Ce qu’il reste, ce sont les dispositions transitionnelles, notamment les modalités d’entrée en vigueur du texte constitutionnel, la date et les conditions de mise en place des futures élections etc. Mais l’essentiel aujourd’hui, est de passer au vote de la Constitution. Il y a une volonté commune d’aboutir au vote définitif avant la date symbolique du 14 janvier. Nous espérons beaucoup pouvoir nous présenter devant les Tunisiens avec un texte constitutionnel effectif le jour du troisième anniversaire de la Révolution.
2/ On parle beaucoup du Qatar ici en Tunisie, quelle en est votre perception ?
Je pense qu’il y a beaucoup de rumeurs infondées et beaucoup de confusion dans la véracité des faits attribués au Qatar. Il y a une forme d’exagération dans l’implication de l’émirat dans notre pays et c’est regrettable. On est dans un imaginaire fantasmé et alimenté par certains intellectuels. Cela vient d’abord du rôle joué par la chaîne Al Jazeera qui a eu un impact non-négligeable dans la Révolution. Cette vision irrationnelle est également entretenue du fait que certains membres du gouvernement ont travaillé pour cette chaîne, ce qui en soit n’est pas un problème. Qu’il y ait des relations entre la Tunisie et le Qatar, oui. Nous avons voté deux conventions de partenariat entre nos deux pays qui concernent notamment la construction de logements ainsi qu’un prêt effectué l’an dernier.
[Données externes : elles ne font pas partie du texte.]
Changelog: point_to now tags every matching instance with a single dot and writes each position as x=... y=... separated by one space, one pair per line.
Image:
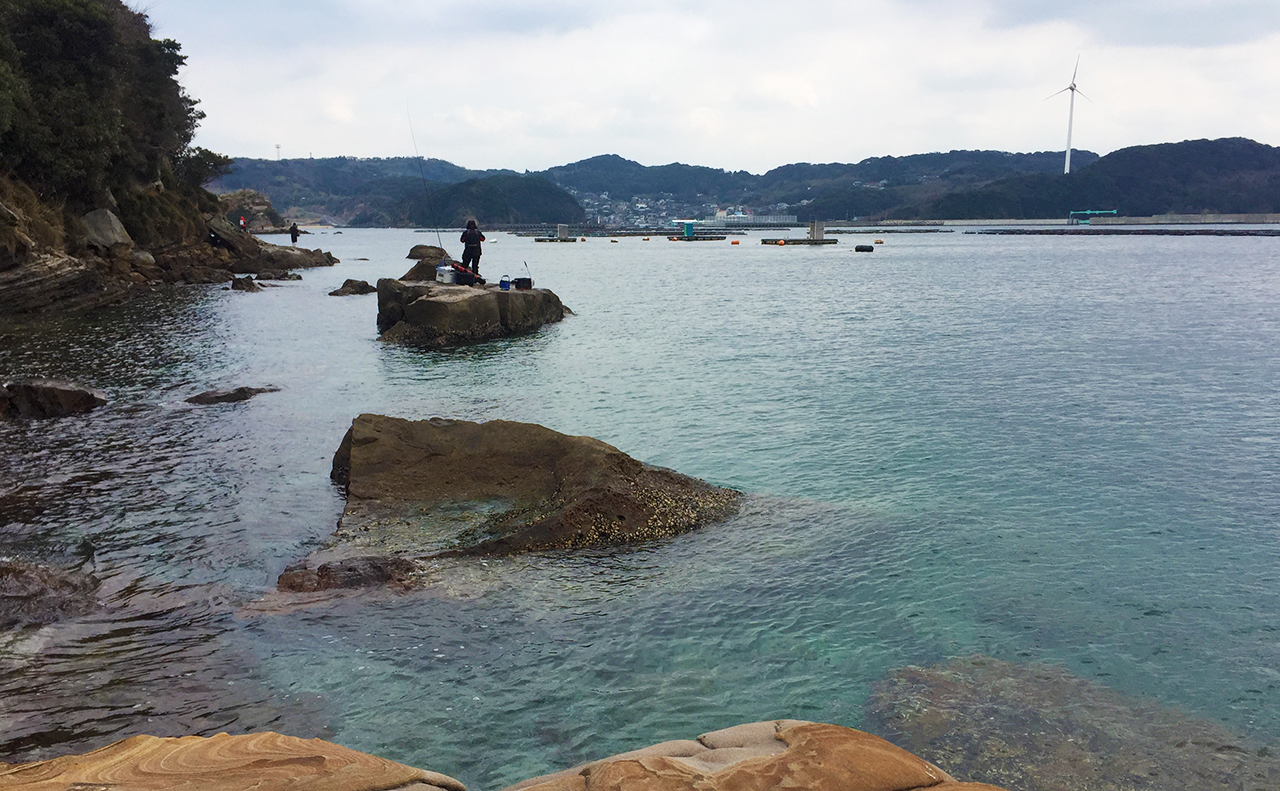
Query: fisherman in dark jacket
x=471 y=238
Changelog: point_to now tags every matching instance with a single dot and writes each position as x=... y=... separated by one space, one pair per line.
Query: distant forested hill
x=380 y=192
x=1229 y=175
x=624 y=178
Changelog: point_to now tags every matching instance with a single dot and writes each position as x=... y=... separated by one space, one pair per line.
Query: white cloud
x=510 y=83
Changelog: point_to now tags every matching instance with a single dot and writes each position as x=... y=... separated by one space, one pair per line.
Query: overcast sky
x=736 y=85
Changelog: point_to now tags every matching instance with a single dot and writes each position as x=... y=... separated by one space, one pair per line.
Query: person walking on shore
x=471 y=238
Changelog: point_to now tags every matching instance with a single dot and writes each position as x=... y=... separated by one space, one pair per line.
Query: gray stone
x=229 y=396
x=105 y=231
x=353 y=287
x=35 y=595
x=48 y=398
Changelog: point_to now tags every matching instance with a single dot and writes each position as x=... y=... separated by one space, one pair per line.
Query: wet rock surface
x=35 y=595
x=257 y=762
x=435 y=315
x=352 y=287
x=232 y=396
x=1038 y=728
x=754 y=757
x=46 y=398
x=447 y=488
x=763 y=755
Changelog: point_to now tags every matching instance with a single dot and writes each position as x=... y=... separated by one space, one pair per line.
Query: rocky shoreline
x=762 y=755
x=108 y=266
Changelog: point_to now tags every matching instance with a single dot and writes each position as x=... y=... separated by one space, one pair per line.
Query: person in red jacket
x=471 y=238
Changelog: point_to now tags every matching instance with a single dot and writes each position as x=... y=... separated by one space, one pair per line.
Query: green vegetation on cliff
x=92 y=115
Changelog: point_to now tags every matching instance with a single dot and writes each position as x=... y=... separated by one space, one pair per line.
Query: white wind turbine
x=1070 y=113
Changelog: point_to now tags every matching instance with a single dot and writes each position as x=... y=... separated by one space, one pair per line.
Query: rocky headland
x=97 y=263
x=448 y=488
x=754 y=757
Nous n’avons pas plus signé de conventions avec le Qatar qu’avec un autre pays donc cette crainte de voir la Tunisie sous ingérence qatarie est fausse. Je tiens à rappeler par exemple que nous avons signé plus de conventions avec certains pays européens comme l’Allemagne. Je ne vois pas pourquoi il y a une telle focalisation mais je crois penser que certains à travers le Qatar règlent leur compte avec Ennahda. Enfin, rappelons qu’il n’y a pas qu’Ennahda qui a tissé des liens avec cet émirat. Le président de la République lui-même a collaboré avec certaines institutions qataries sans que ce soit interprété comme une forme d’ingérence.
3/ Souhaitez-vous un renforcement des relations entre les deux pays ?
Pourquoi pas. Mais je préfère un renforcement des relations non seulement avec le Qatar mais avec l’ensemble des pays arabes. Dans le domaine du tourisme, de la construction ou de l’énergie, nous avons besoin d’investisseurs, et à partir du moment ou ceux-ci entrent dans le cadre de partenariats fructueux, ils sont les bienvenus. La volonté des Tunisiens est de renforcer les relations avec les pays arabes et africains. Je suis donc pour un élargissement de ces relations. Ce que je regrette, c’est que certaines personnalités ont dépassé les limites du raisonnable et sont dans l’irrationnel car, dès lors qu’on annonce un investissement avec le Qatar on crie au scandale et cela peut freiner des projets de développement. Je tiens à préciser que je suis pour la critique juste et pertinente. Mais parfois, on déborde le cadre de la bienséance et on est plus dans la diabolisation, la diffusion de rumeurs voire de contre-vérités. Cette manière de faire ne fait pas partie de l’éthique des Tunisiens. La critique oui, la diabolisation, non.
Mehrézia Labidi est vice-président de l’Assemblée constituante tunisienne depuis novembre 2011.